The boy who was questioned stammered, ashamed and confused, and the teacher,
with a kindly expression and a smile, encouraged him by saying --
"Well, then ... and
after that? ... good, very good," as is the wont of schoolmaster.
But Tolstoy soon became
convinced that nothing was worse for a child than to have to answer alone in
this way, and nothing more harmful than the relations of superior and
subordinate which it produced between master and pupil. "Nothing is more
revolting to me," he says, "than this spectacle of a man who torments a child
without having the slightest right to do it. The teacher knows well enough that
the pupil is suffering from having to stand blushing and perspiring before him,
and he finds it disagreeable himself, but he has a rule -- a pupil must learn to
speak alone."
But why must he learn to
recite alone? "Nobody knows," unless indeed it is to be able to show off before
visitors. And visitors Tolstoy regards as thorough-going nuisances. They had
only one effect upon him, and that was to satisfy him that set exercises and
answers and examinations were relics of the superstitions of the Middle Ages.

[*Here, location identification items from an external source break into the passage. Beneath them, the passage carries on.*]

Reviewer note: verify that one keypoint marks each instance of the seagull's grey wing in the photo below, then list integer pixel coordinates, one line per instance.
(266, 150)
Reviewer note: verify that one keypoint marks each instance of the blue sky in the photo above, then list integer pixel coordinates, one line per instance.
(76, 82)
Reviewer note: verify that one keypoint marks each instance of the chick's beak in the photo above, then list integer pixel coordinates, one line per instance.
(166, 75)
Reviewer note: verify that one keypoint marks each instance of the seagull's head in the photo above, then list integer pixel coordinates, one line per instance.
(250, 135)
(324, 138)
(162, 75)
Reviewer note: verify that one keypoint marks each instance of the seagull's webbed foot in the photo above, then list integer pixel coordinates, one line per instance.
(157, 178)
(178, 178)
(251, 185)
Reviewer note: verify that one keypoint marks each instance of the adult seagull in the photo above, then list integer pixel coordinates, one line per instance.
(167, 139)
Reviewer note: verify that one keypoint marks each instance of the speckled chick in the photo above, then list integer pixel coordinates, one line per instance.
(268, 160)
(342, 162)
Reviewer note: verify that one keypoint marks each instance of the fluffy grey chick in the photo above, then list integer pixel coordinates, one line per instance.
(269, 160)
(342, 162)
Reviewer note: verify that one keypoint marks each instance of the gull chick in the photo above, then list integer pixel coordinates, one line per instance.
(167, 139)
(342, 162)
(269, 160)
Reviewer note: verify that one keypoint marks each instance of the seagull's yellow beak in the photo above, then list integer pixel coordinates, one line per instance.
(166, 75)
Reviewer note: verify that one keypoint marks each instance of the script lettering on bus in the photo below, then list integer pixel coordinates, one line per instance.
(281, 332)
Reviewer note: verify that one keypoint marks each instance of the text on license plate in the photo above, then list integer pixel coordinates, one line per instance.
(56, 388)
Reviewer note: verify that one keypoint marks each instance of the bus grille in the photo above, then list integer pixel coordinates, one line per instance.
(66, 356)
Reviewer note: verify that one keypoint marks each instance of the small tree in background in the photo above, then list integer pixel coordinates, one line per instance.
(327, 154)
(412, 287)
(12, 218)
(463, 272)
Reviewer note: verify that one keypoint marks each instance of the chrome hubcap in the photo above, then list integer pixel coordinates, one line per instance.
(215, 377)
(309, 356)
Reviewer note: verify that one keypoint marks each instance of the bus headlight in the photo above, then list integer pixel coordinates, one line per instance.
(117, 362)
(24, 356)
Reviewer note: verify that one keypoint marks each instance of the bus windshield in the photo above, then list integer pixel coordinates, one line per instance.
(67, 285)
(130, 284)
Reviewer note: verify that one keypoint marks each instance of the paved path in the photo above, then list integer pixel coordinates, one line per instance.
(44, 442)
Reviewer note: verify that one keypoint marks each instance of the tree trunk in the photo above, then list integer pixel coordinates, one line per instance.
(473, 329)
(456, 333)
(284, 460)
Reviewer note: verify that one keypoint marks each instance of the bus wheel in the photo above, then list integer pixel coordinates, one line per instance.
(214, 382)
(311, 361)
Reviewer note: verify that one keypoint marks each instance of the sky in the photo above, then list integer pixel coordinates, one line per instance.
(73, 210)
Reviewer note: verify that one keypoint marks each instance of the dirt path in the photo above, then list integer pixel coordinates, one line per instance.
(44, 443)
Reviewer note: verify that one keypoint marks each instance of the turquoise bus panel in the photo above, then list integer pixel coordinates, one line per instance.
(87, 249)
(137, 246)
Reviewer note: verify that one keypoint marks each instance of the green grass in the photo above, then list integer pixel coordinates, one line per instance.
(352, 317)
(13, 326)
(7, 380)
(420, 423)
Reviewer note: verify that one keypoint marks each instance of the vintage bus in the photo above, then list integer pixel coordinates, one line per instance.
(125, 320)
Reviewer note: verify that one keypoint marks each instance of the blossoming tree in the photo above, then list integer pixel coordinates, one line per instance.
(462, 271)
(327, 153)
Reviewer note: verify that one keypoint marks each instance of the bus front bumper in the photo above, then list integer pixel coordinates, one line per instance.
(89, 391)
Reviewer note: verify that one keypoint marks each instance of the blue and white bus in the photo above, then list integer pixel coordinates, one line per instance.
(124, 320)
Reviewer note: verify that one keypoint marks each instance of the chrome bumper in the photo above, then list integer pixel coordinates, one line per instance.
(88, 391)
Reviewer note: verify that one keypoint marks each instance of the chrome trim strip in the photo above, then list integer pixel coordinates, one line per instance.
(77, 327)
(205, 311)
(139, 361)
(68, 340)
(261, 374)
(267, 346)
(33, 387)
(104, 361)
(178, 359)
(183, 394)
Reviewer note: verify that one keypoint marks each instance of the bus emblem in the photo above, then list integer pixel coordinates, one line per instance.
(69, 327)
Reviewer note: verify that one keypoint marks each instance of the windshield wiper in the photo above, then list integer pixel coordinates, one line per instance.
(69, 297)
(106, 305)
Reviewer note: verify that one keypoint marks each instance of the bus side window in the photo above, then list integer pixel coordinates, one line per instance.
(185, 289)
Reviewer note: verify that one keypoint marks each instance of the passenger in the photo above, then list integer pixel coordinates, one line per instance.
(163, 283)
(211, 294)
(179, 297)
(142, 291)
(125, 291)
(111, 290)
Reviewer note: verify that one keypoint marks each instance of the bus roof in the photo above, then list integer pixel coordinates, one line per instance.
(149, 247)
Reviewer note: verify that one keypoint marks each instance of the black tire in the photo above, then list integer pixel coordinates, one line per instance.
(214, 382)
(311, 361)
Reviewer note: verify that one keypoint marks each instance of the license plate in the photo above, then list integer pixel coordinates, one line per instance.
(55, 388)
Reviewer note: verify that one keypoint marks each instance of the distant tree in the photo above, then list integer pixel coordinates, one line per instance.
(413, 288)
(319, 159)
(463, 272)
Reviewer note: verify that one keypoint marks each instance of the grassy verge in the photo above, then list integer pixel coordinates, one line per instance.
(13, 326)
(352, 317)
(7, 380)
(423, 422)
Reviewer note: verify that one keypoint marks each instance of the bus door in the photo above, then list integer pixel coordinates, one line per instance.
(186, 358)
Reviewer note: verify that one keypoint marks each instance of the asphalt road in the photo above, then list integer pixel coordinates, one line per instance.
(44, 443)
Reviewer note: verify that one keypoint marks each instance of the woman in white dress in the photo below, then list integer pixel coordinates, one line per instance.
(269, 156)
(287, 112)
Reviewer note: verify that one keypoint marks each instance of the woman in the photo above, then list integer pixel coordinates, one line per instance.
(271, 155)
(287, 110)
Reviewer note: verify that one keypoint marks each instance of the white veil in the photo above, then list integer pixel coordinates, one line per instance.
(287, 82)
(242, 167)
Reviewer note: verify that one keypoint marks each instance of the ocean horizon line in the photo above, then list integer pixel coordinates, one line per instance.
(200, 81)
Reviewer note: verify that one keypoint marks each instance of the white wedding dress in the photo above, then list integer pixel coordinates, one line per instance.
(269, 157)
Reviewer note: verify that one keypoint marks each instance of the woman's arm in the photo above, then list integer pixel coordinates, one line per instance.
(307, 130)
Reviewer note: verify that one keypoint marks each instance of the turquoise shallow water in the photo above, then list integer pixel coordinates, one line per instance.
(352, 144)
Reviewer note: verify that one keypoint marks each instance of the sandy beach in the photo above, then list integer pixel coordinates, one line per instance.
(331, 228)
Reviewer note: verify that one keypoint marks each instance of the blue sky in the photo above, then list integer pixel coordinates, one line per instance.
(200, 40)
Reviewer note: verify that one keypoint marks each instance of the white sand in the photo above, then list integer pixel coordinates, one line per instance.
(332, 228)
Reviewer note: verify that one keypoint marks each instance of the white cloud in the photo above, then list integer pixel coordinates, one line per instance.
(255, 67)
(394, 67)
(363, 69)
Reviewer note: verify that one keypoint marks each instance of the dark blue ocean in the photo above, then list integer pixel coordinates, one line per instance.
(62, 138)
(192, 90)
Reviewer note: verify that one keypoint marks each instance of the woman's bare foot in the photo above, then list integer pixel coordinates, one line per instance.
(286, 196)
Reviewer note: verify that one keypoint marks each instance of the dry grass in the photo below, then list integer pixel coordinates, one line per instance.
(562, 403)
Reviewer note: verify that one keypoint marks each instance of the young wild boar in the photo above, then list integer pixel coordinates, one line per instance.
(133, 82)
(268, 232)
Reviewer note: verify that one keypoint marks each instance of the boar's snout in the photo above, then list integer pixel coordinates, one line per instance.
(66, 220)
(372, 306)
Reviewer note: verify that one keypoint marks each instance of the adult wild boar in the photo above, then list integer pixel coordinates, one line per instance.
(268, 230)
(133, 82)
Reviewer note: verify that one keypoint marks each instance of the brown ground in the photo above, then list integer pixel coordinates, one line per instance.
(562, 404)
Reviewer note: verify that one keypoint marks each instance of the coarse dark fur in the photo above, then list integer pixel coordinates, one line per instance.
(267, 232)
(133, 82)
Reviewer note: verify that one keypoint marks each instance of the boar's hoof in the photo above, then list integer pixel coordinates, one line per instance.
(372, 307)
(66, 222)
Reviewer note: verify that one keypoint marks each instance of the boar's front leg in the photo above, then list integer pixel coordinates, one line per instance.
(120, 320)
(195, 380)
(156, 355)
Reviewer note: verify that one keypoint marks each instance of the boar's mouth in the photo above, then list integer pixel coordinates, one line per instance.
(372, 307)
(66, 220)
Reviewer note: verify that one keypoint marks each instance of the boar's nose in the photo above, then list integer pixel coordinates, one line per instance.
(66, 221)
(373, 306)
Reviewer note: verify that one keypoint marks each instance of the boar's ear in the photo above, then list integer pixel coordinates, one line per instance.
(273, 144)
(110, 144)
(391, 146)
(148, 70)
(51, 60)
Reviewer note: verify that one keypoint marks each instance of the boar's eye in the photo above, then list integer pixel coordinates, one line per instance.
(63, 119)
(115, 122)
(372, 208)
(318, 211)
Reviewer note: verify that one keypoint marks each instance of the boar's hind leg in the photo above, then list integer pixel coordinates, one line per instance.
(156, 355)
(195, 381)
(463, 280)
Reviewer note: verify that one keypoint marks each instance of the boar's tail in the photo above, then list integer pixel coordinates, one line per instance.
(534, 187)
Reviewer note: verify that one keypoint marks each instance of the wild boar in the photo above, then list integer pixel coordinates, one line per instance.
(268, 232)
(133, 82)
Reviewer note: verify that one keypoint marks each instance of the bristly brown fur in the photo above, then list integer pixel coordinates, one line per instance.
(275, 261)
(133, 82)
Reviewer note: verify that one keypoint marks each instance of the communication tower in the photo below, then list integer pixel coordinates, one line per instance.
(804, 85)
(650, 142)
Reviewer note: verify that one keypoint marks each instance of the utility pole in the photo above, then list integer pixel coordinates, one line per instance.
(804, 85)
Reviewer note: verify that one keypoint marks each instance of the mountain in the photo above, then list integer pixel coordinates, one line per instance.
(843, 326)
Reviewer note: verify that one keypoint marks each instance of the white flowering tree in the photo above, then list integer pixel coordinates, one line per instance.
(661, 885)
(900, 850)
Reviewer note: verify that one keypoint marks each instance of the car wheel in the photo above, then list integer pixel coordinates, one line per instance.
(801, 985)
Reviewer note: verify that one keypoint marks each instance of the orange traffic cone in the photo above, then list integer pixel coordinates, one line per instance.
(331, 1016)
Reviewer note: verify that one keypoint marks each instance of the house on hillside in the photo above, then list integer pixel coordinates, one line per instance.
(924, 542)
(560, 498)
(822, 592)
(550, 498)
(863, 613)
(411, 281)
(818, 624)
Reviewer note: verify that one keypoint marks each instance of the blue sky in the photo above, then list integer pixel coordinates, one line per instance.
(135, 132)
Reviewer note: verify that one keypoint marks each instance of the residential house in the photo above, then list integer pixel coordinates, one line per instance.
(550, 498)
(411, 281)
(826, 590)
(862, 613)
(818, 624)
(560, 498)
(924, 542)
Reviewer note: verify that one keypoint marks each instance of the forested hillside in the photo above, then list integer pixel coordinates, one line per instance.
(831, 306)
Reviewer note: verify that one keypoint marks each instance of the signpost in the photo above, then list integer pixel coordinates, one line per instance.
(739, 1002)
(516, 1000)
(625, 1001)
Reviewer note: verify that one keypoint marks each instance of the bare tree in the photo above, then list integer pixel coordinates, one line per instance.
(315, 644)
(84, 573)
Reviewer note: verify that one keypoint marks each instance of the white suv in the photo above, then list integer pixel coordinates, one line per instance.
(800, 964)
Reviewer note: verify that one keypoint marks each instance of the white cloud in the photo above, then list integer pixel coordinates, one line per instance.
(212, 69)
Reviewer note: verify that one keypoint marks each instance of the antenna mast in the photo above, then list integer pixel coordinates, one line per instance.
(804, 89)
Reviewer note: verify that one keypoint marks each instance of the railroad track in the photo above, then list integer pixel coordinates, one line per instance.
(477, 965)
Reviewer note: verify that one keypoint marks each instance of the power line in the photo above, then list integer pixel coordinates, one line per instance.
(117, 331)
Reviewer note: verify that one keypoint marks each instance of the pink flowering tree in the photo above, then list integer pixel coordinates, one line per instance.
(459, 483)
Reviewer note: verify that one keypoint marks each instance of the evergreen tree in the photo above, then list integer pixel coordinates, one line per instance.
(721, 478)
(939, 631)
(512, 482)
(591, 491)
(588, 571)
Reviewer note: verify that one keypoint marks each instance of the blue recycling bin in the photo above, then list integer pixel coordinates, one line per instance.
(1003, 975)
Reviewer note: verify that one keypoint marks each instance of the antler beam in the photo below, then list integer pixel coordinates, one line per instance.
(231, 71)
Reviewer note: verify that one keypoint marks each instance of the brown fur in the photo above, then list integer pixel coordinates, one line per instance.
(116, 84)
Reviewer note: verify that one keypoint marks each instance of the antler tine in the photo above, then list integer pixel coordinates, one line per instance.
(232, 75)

Either they went away convinced that the scholars knew what they did not know,
and the teacher had succeeded in fooling them, or else they thought that they
did not know what they knew perfectly well. It would be as sensible, he claims,
to examine a man of forty in his knowledge of geography as to examine a man of
ten. You have to live for months with a person to find out what he knows. And
where examinations are made a feature of education they become an end in
themselves, and the student no longer really learns philosophy or history, but
he learns the altogether distinct art of answering examination questions, a
totally useless branch of study.
Tolstoy made the
experiment in history of questioning the class separately. Most of them soon
tired of this. The boldest alone went on answering, and the timid ones held
their peace, burst into tears, and were marked zero. The new teacher was
disgusted with the results, and noted in his class-book that this, that, and the
other boy were stupid and worse. "I cannot get a word out of Savine," he
entered.
Savine was a
rosy-cheeked boy with soft eyes and long lashes, the son of a farm-hand. He wore
a blouse and trousers and his father's boots. His pretty and attractive face
struck Tolstoy at once, especially as he won the first place in the arithmetic
class, both by his ability to calculate and by his merry enthusiasm. He also
read and wrote fairly well. But as soon as he was questioned, "he drops his head
on one side, tears come to his eyes, and he evidently longs to sink through the
floor." It is a real martyrdom for him. "Is it the fear which his former teacher
inspired in him (he had studied with a priest)? Is it self-distrust, pride, his
false position among children whom he considers inferior to himself, the dislike
of seeing himself in this one matter behind all the rest, and of appearing at a
disadvantage to his teacher? Has this little soul been hurt by some unlucky word
of the master? Is it for all these reasons together? God knows, but this
shyness, even if of itself it is not a good trait, is certainly closely bound up
with all that is best in his boyish soul. To obliterate it with the aid of a
ruler -- material or moral -- you may do it, but at the risk of obliterating at
the same time other precious qualities without which you cannot lead him far on
the right road."
Tolstoy persuaded the
new teacher to let the children desert the benches and climb where they pleased,
and the class began at once to improve. And he soon saw entered in the journal
some flattering remarks regarding the same Savine.
Maeterlinck has spoken
recently of the "spirit of the bee-hive." Forty years ago Tolstoy wrote very
much the same way of the "spirit of the school." "There is," he tells us, "in a
school, something undefined, which is almost entirely independent of the
master's control, something absolutely unknown to the science of pedagogy, and
which constitutes notwithstanding the very foundation of success in teaching --
it is the spirit of the school. The master has indeed a negative influence upon
it, for unless he abstains from certain things, he may destroy it. This spirit
increases in proportion as the master allows the pupils to think for themselves,
and with the number of pupils, and it decreases in proportion as the lessons and
hours are lengthened. It communicates itself from child to child and to the
teacher himself, and shows itself in the sound of the voice, in looks, in
gestures, in rivalries -- something very palpable, necessary and precious, and
which consequently every master ought to cherish. It is a spirit of ardour which
is as necessary to intellectual nourishment as the saliva is to digestion. It
cannot be artificially produced, but it springs into life of itself. It is the
teacher's duty to find some useful object for this spirit to spend itself upon,
and not to try to quench it. You ask one boy a question, but another wishes to
answer it. He bends towards you and looks at you with all his might. He can
hardly keep back the words. Ask him, and he will answer with passion, and what
he says will be fixed forever on his memory. But if you keep him in that state
of tension for half an hour without letting him overflow, he will let it out in
pinching his neighbour."
Tolstoy tested his
classes in the following way. He would go out and leave the school to itself,
after it had been going on for a time in the usual disorder. When he returned he
would listen at the door and find the children still engaged at their studies,
reciting to each other and correcting each other, more quietly than when he was
there; while in an old-fashioned school, if the teacher leaves, and orders the
pupils to continue their studies alone, they will begin sky-larking as soon as
he is out of hearing. The reaction is certain. A new pupil at the Yasnaia school
was pretty sure to remain silent for a month or more, but gradually he began to
recite with the rest and to take his natural place, absorbing what he heard.